Typography originally referred to the technique of letterpress movable type printing, but today refers more broadly to the technique of arranging characters for the production of printed materials.

Since the invention of printing technology by Gutenberg in the fifteenth century, media for textual data such as books, which had been produced by hand, began to be composed using movable type made from a given typeset, printed in mass quantities, and then disseminated. As part of that process, the techniques of typeface design and typesetting—font sizing, line spacing, kerning, and layout planning — are very important.

Designers of printed materials must use these techniques to produce texts that are both beautiful and easy to read. In its narrow sense, “typography” refers to these techniques of typesetting; in its broad sense, however, it can also refer to the cultural and historical elements of printing and texts. This is due to the fact that technological and intellectual circumstances play an important role in the process we know simply as typesetting.

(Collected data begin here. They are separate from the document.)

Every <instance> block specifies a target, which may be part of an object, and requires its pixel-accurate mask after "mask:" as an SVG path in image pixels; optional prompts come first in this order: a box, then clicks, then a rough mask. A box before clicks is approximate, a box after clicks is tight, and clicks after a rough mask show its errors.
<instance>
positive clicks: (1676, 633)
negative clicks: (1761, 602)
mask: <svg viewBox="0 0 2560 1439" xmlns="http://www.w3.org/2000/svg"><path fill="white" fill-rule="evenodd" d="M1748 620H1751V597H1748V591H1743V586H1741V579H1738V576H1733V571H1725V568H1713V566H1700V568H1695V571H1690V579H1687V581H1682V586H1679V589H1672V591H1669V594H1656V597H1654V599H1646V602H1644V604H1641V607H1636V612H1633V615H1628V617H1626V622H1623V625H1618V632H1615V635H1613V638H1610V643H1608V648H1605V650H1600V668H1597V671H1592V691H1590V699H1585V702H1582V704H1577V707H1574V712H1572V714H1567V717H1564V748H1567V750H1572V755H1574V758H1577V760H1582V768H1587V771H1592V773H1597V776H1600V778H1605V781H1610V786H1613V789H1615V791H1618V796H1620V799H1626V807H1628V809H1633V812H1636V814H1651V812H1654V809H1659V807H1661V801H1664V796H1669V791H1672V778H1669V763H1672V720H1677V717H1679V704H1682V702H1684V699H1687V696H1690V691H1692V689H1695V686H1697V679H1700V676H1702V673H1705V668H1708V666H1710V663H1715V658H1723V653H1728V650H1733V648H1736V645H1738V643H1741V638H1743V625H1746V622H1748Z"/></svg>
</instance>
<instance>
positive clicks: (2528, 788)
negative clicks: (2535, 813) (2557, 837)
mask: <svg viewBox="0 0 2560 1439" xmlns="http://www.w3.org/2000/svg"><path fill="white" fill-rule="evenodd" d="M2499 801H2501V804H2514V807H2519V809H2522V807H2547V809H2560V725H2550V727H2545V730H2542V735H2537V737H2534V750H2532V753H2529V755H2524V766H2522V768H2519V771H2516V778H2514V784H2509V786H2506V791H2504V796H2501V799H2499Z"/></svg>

For example, printed texts of the late-nineteenth century employ artisanal decorative aspects, such as elegant typefaces that maintain elements of handwriting and symmetrical page composition. By contrast, the movement known as “new typography,” which began in the early twentieth century, produced an entirely new typography marked by the use of sans-serif fonts, the absence of decorative elements, and asymmetrical page composition. This change is related to a change in people’s perception of printed texts themselves, from seeing them as private works of art to seeing them as public, functional objects. Today the domain of typography has expanded beyond printed texts to include text used in images and on the web. This has led to new challenges, such as type design that must address motion and the use of characters as part of webpages.